Cervical cancer is the third most common cancer among women in the UK under the age of 35 after breast and skin cancer. In the majority of cases, the cancer only develops if the patient is infected with human papillomavirus (HPV) types 16 or 18. This virus is mainly transmitted between people having vaginal, anal or oral sex. At some point in their lives, four in five people will be infected by HPV strains – as many as 14 can cause cancer. According to recent studies, other cancers heavily linked to HPV infections include head-and-neck, vulvo-vaginal and anal.
In an effort to reduce rates of cervical cancer, a number of countries launched immunisation programmes in the late 2000s, starting with Austria in 2006. The UK and its devolved governments launched a school immunisation programme in 2008 to vaccinate all girls aged 12-13. To speed up the time lag associated with achieving the benefits of vaccination, they also kicked off a three-year catch-up programme for girls aged up to 18 years.
A decade on, we are finally able to publish the first results. The data relates to Scotland, since it was cervically screening women from the age of 20 until 2016 – before falling into line with the minimum age of 25 used in the rest of the UK. This meant that Scotland obtained screening data for the 2008-09 cohort before the change in screening age. Scotland also has very detailed information about uptake rates, which have been very high: running to approximately 90 per cent in Scotland for the routinely vaccinated girls and 65 per cent for the older girls vaccinated as part of the catch-up programme.
For the first time, we can now confirm that the vaccination programme has begun to profoundly alter the prevalence of HPV 16 and 18 among Scottish women – and presumably elsewhere as well.

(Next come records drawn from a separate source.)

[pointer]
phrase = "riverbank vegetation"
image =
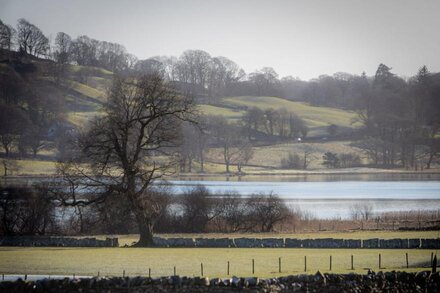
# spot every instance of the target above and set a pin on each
(41, 211)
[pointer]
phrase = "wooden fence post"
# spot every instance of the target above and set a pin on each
(352, 265)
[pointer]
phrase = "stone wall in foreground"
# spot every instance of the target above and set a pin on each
(40, 241)
(298, 243)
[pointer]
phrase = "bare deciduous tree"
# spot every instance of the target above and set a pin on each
(31, 39)
(131, 146)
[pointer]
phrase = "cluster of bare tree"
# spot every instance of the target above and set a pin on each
(401, 118)
(278, 122)
(199, 211)
(26, 211)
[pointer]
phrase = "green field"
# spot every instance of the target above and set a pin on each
(314, 116)
(366, 234)
(137, 261)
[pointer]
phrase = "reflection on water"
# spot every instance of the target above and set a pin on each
(320, 177)
(326, 196)
(334, 199)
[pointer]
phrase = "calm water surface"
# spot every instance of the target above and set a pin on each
(330, 199)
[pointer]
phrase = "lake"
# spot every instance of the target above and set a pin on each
(334, 198)
(331, 195)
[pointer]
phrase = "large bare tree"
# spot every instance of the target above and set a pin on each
(126, 150)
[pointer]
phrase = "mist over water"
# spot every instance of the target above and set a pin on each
(334, 199)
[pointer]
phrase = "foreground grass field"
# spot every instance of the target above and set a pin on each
(187, 261)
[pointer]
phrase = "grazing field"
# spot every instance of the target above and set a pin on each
(270, 156)
(187, 261)
(131, 238)
(314, 116)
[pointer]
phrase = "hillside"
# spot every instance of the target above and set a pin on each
(316, 118)
(81, 93)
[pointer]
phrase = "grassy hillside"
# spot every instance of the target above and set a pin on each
(82, 92)
(316, 118)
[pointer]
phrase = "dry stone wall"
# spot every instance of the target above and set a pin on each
(424, 281)
(57, 241)
(298, 243)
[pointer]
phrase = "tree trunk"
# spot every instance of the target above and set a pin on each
(145, 234)
(202, 162)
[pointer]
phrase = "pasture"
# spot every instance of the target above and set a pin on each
(188, 261)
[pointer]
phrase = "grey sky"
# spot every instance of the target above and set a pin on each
(299, 38)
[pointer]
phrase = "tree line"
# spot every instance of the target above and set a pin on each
(37, 210)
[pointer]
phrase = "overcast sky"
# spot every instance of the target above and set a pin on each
(300, 38)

My team performed an eight-year study of the women eligible for the Scottish national vaccination and cervical screening programmes. We looked at their vaccination status, year of birth, indicators of deprivation and whether they lived in urban or rural areas. Using complex statistical modelling, we were able to calculate the effect of vaccination on cervical pre-cancer. Though not all pre-cancer becomes cancer, all cancer requires pre-cancer. Cervical pre-cancer occurs quicker than cancer and therefore this focus has allowed us to see the impact of the vaccine earlier.
Among women born in 1995-96 – the first group to go through the regular vaccination programme in 2008-09 – there has been an 88 per cent reduction in rates of cervical pre-cancer. This is a fall in incidence from 1.44 per cent to 0.17 per cent.
Not only that; women born in these years who had not received the vaccine were also less likely to develop cervical pre-cancer. This was because the high vaccine uptake meant that HPV incidence was much lower in their age group, thanks to a phenomenon known as “herd protection”. This is particularly good news, since this group is also less likely to attend cervical screenings.
The findings clearly show that the routine HPV vaccination programme for girls aged 12-13 has been a resounding success. This is consistent with the fact that we have also seen a big fall in high-risk HPV infection in Scotland in recent years. The obvious conclusion is that we are going to see far fewer cases of cervical cancer in years to come.
From September, the UK is going to extend the vaccination programme to boys – becoming one of numerous countries to do so. This is in response to the fact that rates of head-and-neck cancer are rising in men: approximately 60 per cent of head-and-neck cancer is associated with HPV16 infection, and should therefore be mostly preventable through vaccination. This programme should also mean that high-risk HPV infections among the population should be eliminated more quickly, which should have knock-on benefits for rates of HPV-driven cancers.
Meanwhile, in parts of Canada, HPV vaccinations are now being offered to uninfected women as part of the cervical screening process. This may protect older women from developing cervical cancer. This process may be adopted internationally, including the UK. When we look at the picture as a whole, eliminating the HPV virus, and making huge inroads into the various cancers that it can catalyse, is now becoming a realistic possibility.